# Thread: continuity of a function at a point

1. ## continuity of a function at a point

Which of the following functions f are continuous at the point a=3 and a=2.5:

f(x)=x if x is an integer.
f(x)=0 if x is not an integer.

I know the function is not continuous at a=3 and is continuous at a=2.5 but how do i prove this using Cauchy definition (epsilon-delta) of continuous functions.

Thank you.

2. Originally Posted by charikaar
Which of the following functions f are continuous at the point a=3 and a=2.5:

f(x)=x if x is an integer.
f(x)=0 if x is not an integer.

I know the function is not continuous at a=3 and is continuous at a=2.5 but how do i prove this using Cauchy definition (epsilon-delta) of continuous functions.

Thank you.
x=3:
If I give you a y some small distance (less than 1) away from 3, you get |f(x)-f(y)|=3. So if you pick epsilon to be 2.5, then can you find any interval that will get me $\displaystyle |f(x)-f(y)|<\epsilon$?

x=2.5:
Pick delta to be 0.4, what do you get?

3. Thank you for your help. I can now solve a=2.5 but still struggle with a=3 bit ..in our notes $\displaystyle |f(a+h)-f(a)|<\epsilon$ whats f(y) in your answer? thanks

4. Originally Posted by charikaar
Thank you for your help.
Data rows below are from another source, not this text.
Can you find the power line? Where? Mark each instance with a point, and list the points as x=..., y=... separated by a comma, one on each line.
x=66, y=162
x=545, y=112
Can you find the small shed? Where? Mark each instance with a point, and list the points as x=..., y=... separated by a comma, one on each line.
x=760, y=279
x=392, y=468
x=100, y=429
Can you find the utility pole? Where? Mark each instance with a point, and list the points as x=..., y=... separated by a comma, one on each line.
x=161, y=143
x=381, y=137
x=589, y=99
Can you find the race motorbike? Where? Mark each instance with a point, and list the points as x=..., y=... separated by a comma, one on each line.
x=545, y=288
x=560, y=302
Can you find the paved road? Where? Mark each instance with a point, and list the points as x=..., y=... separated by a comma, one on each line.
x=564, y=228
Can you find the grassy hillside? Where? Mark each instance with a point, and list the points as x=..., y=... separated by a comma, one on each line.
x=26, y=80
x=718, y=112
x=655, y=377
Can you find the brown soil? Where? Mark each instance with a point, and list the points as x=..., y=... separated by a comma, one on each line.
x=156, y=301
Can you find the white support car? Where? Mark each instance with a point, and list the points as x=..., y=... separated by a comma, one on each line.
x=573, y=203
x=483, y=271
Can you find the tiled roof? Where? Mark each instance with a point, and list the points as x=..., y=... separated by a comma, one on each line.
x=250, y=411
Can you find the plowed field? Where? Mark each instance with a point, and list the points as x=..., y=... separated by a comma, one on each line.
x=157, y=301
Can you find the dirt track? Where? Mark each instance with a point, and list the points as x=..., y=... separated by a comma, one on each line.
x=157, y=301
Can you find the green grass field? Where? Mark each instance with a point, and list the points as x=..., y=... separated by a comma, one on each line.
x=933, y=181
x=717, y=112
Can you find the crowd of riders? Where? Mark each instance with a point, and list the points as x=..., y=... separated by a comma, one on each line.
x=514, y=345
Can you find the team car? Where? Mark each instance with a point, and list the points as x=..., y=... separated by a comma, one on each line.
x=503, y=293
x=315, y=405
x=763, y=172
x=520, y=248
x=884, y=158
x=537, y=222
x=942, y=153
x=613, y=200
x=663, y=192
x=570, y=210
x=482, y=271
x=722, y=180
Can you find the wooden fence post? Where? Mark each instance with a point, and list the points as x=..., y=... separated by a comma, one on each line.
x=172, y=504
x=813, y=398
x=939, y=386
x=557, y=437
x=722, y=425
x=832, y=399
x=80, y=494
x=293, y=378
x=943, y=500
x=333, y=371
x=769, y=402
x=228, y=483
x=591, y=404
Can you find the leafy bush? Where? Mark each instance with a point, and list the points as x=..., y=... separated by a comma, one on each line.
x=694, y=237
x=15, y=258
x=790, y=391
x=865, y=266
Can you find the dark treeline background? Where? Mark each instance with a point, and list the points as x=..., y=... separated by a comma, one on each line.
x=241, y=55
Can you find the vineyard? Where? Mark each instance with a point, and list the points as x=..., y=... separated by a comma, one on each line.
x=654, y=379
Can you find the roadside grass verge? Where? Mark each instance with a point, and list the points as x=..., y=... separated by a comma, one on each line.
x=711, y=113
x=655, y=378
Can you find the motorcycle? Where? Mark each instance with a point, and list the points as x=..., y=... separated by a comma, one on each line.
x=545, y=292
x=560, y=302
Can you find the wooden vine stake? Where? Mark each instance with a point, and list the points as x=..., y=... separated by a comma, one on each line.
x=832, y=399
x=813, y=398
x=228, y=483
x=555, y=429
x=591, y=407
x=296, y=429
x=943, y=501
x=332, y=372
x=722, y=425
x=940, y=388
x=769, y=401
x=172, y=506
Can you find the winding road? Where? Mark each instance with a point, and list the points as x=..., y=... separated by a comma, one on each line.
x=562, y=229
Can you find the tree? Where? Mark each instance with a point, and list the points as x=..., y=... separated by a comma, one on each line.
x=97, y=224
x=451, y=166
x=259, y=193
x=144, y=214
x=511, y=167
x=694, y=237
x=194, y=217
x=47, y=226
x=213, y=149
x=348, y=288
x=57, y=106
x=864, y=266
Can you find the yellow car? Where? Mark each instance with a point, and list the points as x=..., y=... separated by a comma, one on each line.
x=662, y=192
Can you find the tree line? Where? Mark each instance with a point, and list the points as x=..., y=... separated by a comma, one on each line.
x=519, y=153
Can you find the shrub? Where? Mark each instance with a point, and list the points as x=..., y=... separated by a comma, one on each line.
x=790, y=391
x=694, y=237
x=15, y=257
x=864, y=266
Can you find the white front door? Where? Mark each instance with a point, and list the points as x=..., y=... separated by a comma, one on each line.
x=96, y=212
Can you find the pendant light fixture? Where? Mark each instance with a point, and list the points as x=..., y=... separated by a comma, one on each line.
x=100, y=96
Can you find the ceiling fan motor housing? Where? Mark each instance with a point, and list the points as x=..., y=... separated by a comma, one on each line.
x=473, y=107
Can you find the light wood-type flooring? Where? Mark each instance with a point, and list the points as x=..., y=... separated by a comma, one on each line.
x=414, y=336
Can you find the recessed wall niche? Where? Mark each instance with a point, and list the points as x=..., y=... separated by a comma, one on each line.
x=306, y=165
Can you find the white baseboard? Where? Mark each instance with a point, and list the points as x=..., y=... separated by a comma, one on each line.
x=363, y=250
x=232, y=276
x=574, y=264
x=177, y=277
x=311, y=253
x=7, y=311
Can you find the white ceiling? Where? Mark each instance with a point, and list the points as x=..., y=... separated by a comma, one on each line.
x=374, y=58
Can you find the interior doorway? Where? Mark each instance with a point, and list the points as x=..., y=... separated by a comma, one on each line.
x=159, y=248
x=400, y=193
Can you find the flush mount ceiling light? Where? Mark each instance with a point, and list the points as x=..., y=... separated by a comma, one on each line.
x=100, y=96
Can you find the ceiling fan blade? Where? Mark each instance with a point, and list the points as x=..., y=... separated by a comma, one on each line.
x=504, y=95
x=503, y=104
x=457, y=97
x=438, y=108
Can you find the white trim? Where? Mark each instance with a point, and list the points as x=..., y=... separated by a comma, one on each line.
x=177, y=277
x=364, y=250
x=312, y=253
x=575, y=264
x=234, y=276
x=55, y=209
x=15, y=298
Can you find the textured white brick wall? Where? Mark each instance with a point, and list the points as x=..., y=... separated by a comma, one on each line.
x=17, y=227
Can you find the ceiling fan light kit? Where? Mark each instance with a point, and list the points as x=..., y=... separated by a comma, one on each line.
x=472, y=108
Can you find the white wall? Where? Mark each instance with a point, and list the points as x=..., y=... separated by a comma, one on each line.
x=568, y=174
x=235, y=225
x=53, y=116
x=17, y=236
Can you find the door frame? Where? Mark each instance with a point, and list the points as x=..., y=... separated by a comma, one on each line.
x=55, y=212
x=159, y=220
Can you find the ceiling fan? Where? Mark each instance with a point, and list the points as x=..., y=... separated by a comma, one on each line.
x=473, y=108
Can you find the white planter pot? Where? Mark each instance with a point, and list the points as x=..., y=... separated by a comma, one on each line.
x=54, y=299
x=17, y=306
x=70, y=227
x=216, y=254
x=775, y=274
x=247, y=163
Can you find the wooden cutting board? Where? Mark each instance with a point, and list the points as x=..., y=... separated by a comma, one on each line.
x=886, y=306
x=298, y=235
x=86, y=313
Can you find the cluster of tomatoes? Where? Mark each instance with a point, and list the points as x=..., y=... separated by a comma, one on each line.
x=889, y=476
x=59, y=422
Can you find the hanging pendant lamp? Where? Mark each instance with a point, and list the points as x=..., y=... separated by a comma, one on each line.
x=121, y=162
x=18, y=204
I can now solve a=2.5 but still struggle with a=3 bit ..in our notes $\displaystyle |f(a+h)-f(a)|<\epsilon$ whats f(y) in your answer? thanks
The usual definition of continuity is; f is continuous at a point x if $\displaystyle \forall \epsilon >0, \exists \delta >0 \mbox{ s.t. } |x-y|<\delta \implies |f(x)-f(y)|<\epsilon$. If you want to use your definition, think about what happens if $\displaystyle 0<h<1$. You don't need to worry about large distances away from a (if you prove it for small h, then if 0<h<"a number bigger than 1", then you pick h<1).